In response to the constantly changing COVID-19 situation, the City of Calgary implemented its municipal emergency plan on Thursday afternoon.
In effect as of 1:45 p.m. Thursday, the plan allows officials “to prioritize service delivery and dedicate resources to priority areas,” according to the City of Calgary’s website.
The Calgary Emergency Management Agency (CEMA) also has more ability to “streamline decision-making around corporate processes” under the plan.
All city employees who can work from home are now being asked to do so, and officials are working hard to keep those who can’t work from home safe.
“Physical separation and social distancing is important during viral events, and fewer workers in the facilities will allow the city to better protect all employees,” the website said.
Mayor Naheed Nenshi said Monday’s council meeting could look different from the normal gathering, with about half the city’s councillors expected to be present in council chambers and half tuning in remotely, likely by phone, as a way to practise social distancing.
The city also banned all work-related international travel on Thursday, saying it was “taking action to intentionally overreact, setting an example for business leaders and other organizations to act with caution as their first priority.”
Domestic travel was still going ahead, the city said, but only after approval by an employee’s general manager.
‘Pushing down on the spread of the COVID[-19] virus’
“Calgarians have been super at working on this program,” CEMA chief Tom Sampson said.
“And you might say: ‘Why?
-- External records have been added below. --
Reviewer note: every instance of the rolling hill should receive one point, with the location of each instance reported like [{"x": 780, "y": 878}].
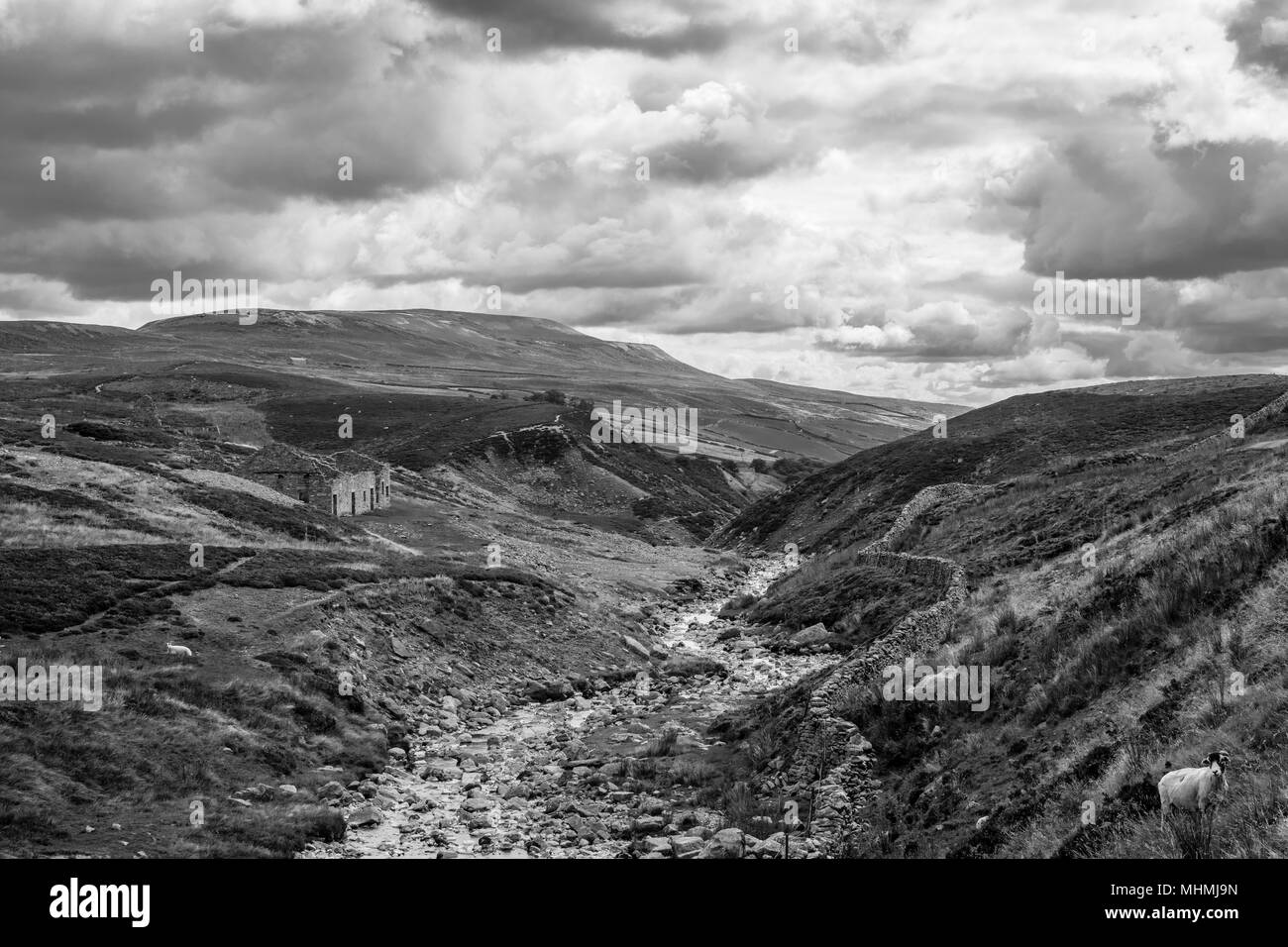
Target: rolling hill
[{"x": 462, "y": 355}]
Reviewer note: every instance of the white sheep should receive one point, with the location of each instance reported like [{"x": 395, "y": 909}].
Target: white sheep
[{"x": 1194, "y": 789}]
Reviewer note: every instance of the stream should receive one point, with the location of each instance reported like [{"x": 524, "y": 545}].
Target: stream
[{"x": 546, "y": 780}]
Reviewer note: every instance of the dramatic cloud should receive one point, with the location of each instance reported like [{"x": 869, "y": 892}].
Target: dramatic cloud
[{"x": 855, "y": 196}]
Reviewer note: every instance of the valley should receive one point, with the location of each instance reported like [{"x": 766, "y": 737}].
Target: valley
[{"x": 550, "y": 646}]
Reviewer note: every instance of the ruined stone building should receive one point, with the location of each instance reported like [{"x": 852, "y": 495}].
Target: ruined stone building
[{"x": 344, "y": 484}]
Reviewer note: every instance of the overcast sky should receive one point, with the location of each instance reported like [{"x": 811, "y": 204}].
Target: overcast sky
[{"x": 910, "y": 169}]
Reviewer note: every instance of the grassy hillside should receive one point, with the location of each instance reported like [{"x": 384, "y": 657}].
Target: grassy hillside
[
  {"x": 1106, "y": 671},
  {"x": 858, "y": 499}
]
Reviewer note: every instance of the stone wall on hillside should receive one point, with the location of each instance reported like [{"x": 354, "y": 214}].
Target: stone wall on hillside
[
  {"x": 832, "y": 755},
  {"x": 1223, "y": 438}
]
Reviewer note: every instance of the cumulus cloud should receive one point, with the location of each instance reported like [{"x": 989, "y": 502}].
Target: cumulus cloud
[{"x": 853, "y": 196}]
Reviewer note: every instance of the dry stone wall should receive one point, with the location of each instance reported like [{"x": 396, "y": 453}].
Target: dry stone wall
[{"x": 832, "y": 757}]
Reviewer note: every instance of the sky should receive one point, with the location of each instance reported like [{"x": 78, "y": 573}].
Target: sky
[{"x": 837, "y": 193}]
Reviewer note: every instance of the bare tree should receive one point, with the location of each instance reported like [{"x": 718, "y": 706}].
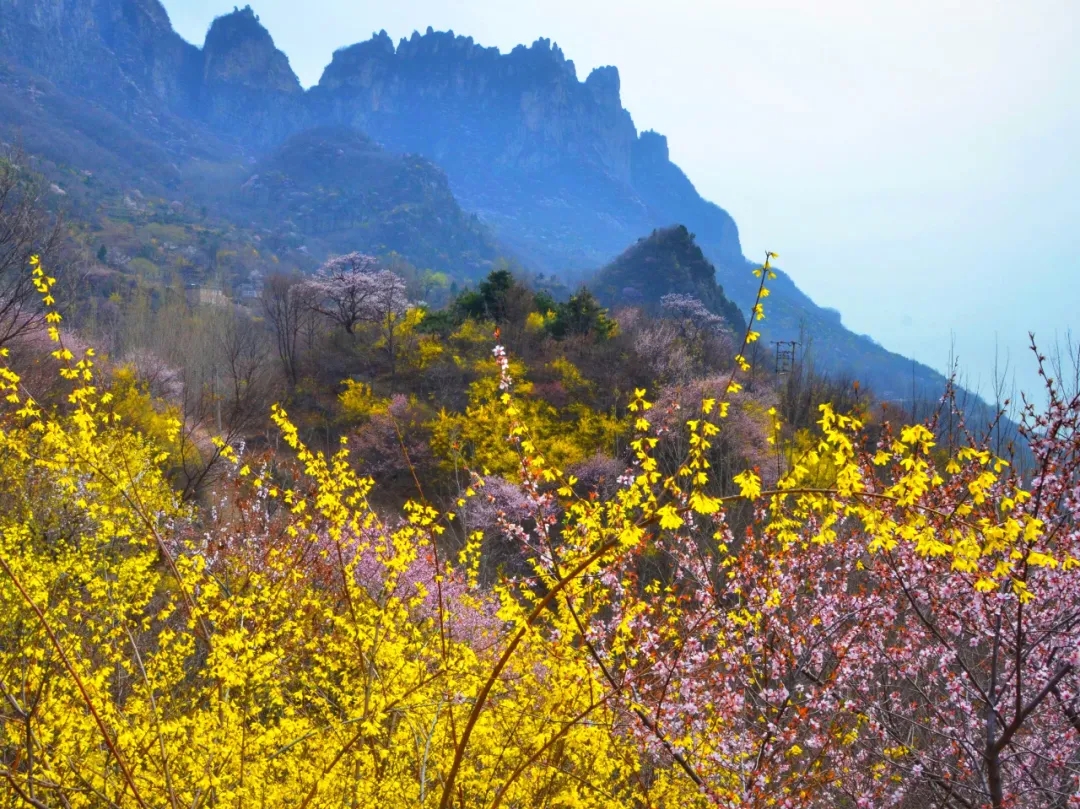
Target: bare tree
[
  {"x": 26, "y": 229},
  {"x": 287, "y": 302}
]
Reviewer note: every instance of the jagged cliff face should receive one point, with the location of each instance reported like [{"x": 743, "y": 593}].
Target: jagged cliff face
[
  {"x": 524, "y": 110},
  {"x": 554, "y": 165},
  {"x": 246, "y": 89},
  {"x": 122, "y": 53}
]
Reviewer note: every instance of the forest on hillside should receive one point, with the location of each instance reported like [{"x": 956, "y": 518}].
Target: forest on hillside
[{"x": 356, "y": 537}]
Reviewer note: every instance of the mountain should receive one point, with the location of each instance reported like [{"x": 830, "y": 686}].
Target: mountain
[
  {"x": 345, "y": 192},
  {"x": 550, "y": 164},
  {"x": 667, "y": 260}
]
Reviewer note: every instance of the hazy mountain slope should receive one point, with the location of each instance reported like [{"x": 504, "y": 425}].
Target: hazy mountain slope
[
  {"x": 126, "y": 105},
  {"x": 665, "y": 261},
  {"x": 553, "y": 164},
  {"x": 345, "y": 192}
]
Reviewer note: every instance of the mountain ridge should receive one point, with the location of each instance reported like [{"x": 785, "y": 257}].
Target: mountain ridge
[{"x": 552, "y": 164}]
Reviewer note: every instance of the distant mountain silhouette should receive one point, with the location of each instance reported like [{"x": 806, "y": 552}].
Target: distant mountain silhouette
[
  {"x": 667, "y": 260},
  {"x": 551, "y": 165}
]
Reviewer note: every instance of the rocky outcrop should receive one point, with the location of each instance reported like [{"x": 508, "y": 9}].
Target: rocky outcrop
[
  {"x": 522, "y": 110},
  {"x": 246, "y": 88},
  {"x": 121, "y": 53}
]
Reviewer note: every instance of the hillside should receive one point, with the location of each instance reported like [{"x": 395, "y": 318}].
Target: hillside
[{"x": 669, "y": 260}]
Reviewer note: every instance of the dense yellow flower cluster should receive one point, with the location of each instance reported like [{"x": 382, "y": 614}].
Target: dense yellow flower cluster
[{"x": 332, "y": 659}]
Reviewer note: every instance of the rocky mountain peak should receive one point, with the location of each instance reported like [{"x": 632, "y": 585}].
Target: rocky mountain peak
[
  {"x": 248, "y": 89},
  {"x": 239, "y": 51}
]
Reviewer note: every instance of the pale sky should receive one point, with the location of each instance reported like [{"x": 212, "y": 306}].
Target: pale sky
[{"x": 916, "y": 163}]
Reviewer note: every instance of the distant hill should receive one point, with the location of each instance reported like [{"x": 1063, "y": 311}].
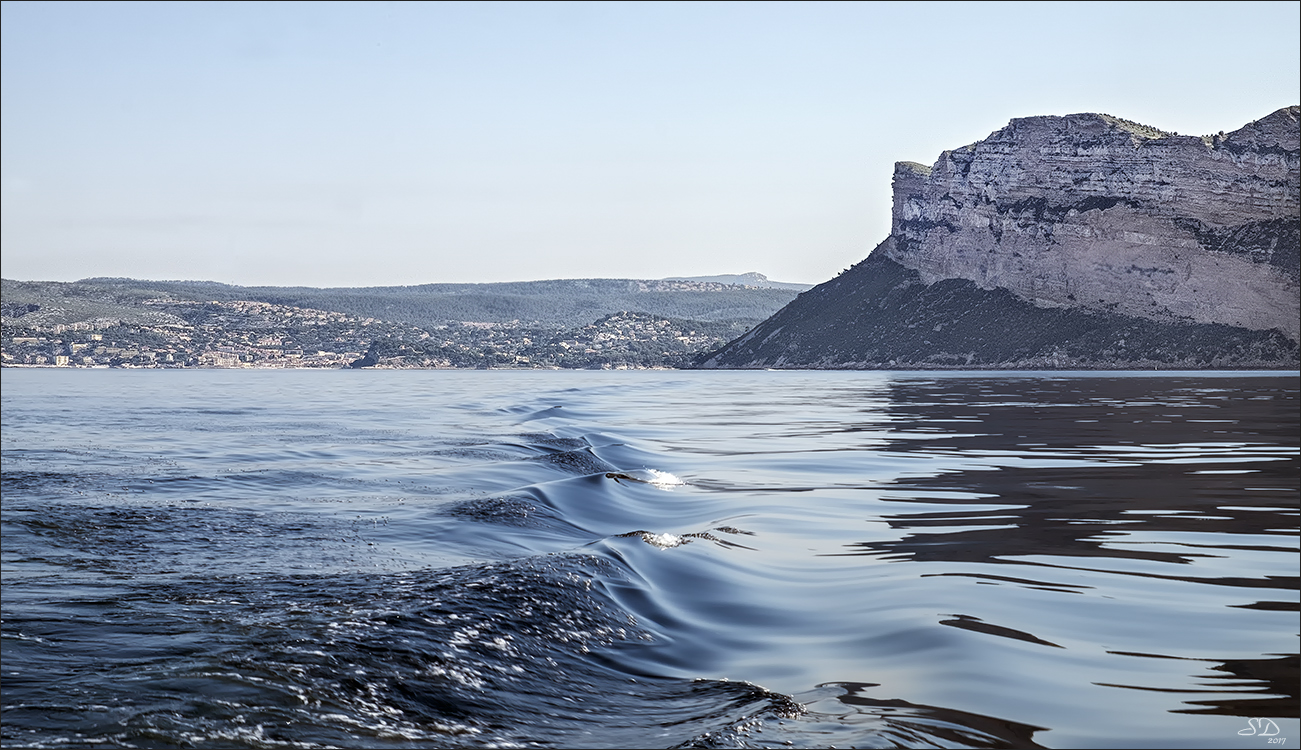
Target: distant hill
[
  {"x": 1084, "y": 241},
  {"x": 751, "y": 279},
  {"x": 563, "y": 302},
  {"x": 584, "y": 323}
]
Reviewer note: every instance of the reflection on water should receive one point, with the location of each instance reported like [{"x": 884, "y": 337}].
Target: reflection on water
[{"x": 649, "y": 559}]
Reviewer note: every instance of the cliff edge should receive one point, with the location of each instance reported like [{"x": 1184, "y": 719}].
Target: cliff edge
[{"x": 1080, "y": 241}]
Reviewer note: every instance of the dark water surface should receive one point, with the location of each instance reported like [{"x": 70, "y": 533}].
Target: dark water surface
[{"x": 413, "y": 559}]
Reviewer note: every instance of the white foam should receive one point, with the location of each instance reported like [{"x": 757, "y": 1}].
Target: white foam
[{"x": 662, "y": 479}]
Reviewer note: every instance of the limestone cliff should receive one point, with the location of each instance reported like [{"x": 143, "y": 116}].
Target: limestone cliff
[{"x": 1083, "y": 241}]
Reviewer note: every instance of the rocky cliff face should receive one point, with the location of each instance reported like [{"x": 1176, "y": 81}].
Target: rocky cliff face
[{"x": 1084, "y": 241}]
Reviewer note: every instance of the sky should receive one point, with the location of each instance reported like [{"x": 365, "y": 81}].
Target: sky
[{"x": 393, "y": 143}]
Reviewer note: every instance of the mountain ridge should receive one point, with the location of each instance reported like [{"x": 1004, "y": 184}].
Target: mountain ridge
[{"x": 1089, "y": 241}]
There’s only been 15 cases in Calgary so far.’ What we know is that there will be more, and by taking these actions now, we’re pushing down on the spread of the COVID virus and that’s the important step.”
Nenshi acknowledged these measures might seem to some to be an overreaction, but said that when looking at how pandemics spread, “these are things we’ve got to do and we’ve got to do them quickly and we’ve got to do them now.”
“This is going to get worse. There will certainly be more cases. And we will certainly have serious cases. But there is no reason to panic,” the mayor said.
Nenshi said the city’s events team is set to meet Friday to look at upcoming events on a case-by-case basis, using assessment criteria from the Public Health Agency of Canada.
“For now, we’re looking a few weeks ahead, but I want to be very clear about something: This is not a question of days or weeks, this is likely a question of a new normal for months, because that curve – we have to play through it,” Nenshi said. “So ultimately, it’s a time to start looking forward as well.”
Calgarians are also encouraged to take advantage of services they can get online rather than in person at city hall, like buying bus passes and getting permits, though Nenshi said there are no plans right now to close down those frontline services.
Alberta’s total of confirmed cases of the virus rose to 23 on Thursday, with the province launching “aggressive new measures” to stop the spread, including advising all Albertans against travelling outside the country and “asking all large gatherings or international events in the province to be cancelled.”
Confused about COVID-19? Here are some things you need to know:
Health officials say the risk is very low for Canadians, but they caution against travel to affected areas (a list can be found here). If you do travel to these places, they recommend you self-monitor to see whether you develop symptoms and if you do, to contact public health authorities.
Symptoms can include fever, cough and difficulty breathing – very similar to a cold or flu. Some people can develop a more severe illness. People most at risk of this include older adults and people with severe chronic medical conditions like heart, lung or kidney disease.
To prevent the virus from spreading, experts recommend frequent handwashing and coughing into your sleeve. And if you get sick, stay at home.